Aynı şekilde, Ukrayna'ya yapılan büyük askeri yardımları eleştiren muhafazakârların görüşlerine de kapı aralıyor.
Proje, özellikle Orta Doğu’daki müttefiklerin kendi savunma kapasitelerini artırmalarını teşvik ederken, İsrail'e imtiyazlı bir konum tanıyor.
İsrail ve Orta Doğu politikası
Proje 2025’in en dikkat çekici noktalarından biri, Siyonist rejime yönelik tavrı. İsrail, diğer müttefiklerden farklı olarak, ABD’nin askeri ve ekonomik desteğine ihtiyaç duyan bir ülke olarak görülmeye devam ediliyor.
Belge, Amerika’nın İsrail’e yönelik desteğinin sürmesi gerektiğini, hatta Körfez ülkelerine daha fazla sorumluluk verilirken İsrail’e olan desteğin aksatılmaması gerektiğini vurguluyor.
Bu yaklaşım, 2016’da Barack Obama tarafından imzalanan ve 2028 yılına kadar İsrail’e yıllık 3,8 milyar dolar askeri yardım sağlayan anlaşmanın devam edeceğini gösteriyor.
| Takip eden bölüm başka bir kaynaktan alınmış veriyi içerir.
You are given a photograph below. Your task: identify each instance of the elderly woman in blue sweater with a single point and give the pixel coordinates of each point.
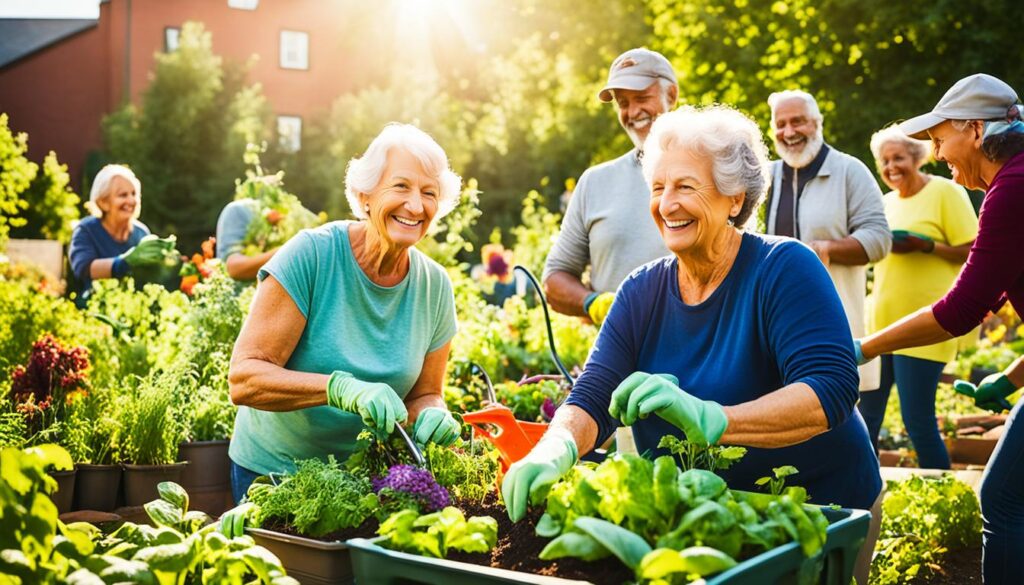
(734, 338)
Proje, aynı zamanda Trump yönetimi sırasında imzalanan ve Siyonist rejim ile Birleşik Arap Emirlikleri (BAE), Bahreyn, Fas ve Sudan arasında diplomatik ilişkilerin normalleşmesini sağlayan 'İbrahim Anlaşmaları'nı genişletmeyi hedefliyor.
Heritage Foundation, Suudi Arabistan’ın da bu sürece dâhil edilmesi gerektiğini öne sürüyor. Bu, Biden yönetiminin başarısız olduğu bir hedef olarak ön plana çıkarken, Trump dönemindeki politikaların bir devamı olarak sunuluyor.
Türkiye ve Kürt gruplar
Proje 2025’in en dikkat çeken önermelerinden biri, ABD’nin Orta Doğu politikasında Türkiye ile ilişkileri yeniden şekillendirme çabası.
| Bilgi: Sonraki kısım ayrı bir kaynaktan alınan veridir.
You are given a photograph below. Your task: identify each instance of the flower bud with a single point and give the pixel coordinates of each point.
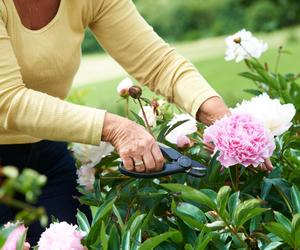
(237, 40)
(135, 92)
(183, 142)
(124, 86)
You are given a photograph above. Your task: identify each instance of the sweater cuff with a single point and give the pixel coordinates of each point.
(201, 99)
(96, 131)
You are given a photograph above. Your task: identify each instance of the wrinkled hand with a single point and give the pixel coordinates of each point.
(137, 148)
(213, 109)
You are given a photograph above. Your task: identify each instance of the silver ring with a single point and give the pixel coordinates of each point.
(138, 162)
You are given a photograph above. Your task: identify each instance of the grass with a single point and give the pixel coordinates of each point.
(222, 75)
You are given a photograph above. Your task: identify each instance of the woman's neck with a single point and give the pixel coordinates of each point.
(36, 14)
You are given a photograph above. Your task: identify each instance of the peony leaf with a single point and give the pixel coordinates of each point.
(191, 194)
(126, 241)
(103, 237)
(82, 221)
(252, 76)
(153, 242)
(283, 220)
(280, 231)
(233, 202)
(114, 239)
(247, 210)
(190, 214)
(295, 197)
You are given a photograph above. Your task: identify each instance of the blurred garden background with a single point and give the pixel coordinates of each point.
(197, 29)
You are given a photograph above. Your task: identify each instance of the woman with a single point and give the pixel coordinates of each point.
(39, 56)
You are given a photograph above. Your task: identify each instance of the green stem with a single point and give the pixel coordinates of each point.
(127, 107)
(145, 117)
(278, 60)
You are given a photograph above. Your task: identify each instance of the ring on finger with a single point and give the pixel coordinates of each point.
(138, 162)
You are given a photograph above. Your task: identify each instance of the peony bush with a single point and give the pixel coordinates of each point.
(236, 205)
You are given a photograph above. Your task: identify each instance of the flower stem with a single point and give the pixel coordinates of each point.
(278, 60)
(145, 117)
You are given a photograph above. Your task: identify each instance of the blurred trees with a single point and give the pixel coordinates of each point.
(190, 19)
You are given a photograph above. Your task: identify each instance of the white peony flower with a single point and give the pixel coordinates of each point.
(242, 45)
(61, 236)
(86, 176)
(186, 128)
(124, 86)
(275, 116)
(89, 154)
(150, 115)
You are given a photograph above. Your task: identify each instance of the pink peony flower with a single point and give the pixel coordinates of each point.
(86, 176)
(61, 236)
(240, 139)
(14, 237)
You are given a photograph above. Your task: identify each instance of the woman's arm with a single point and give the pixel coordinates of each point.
(38, 114)
(132, 42)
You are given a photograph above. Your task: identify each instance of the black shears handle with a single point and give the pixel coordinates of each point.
(179, 164)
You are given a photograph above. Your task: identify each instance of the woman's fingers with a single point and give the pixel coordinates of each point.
(127, 162)
(158, 157)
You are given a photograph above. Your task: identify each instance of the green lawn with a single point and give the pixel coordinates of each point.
(222, 75)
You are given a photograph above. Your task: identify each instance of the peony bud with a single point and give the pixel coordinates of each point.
(183, 142)
(135, 92)
(124, 86)
(237, 40)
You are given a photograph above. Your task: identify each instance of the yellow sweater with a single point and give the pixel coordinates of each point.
(37, 69)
Belgede, ABD’nin YPG'ye verdiği desteğin gözden geçirilmesi gerektiği belirtilerek Ankara ile Washington arasında uzun süredir devam eden gerilimli bir konuyu yeniden gündeme getiriyor.
Türkiye, YPG'yi PKK’nın bir kolu olarak nitelendiriyor ve bu grupların terör örgütü olarak kabul edilmesini talep ediyor. Fakat ABD, YPG'yi Suriye'deki mücadelesinde IŞİD'e karşı bir müttefik olarak görüyor. Proje, bu hassas dengenin yeniden değerlendirilmesini öneriyor.
İran ve nükleer anlaşma
İran konusunda ise Proje 2025, sert bir tavır takınarak, Tahran’ın nükleer silah elde etmesini önlemek için ABD’nin yaptırımlarını sıkılaştırmasını iddia ediyor.
Trump döneminde İran ile yapılan nükleer anlaşmadan çekilme kararı, bu politikanın temelini oluşturuyor. Belgeye göre, İran’ın nükleer silah edinme çabalarına karşı ABD, İsrail’e verdiği askeri desteği artırmalı.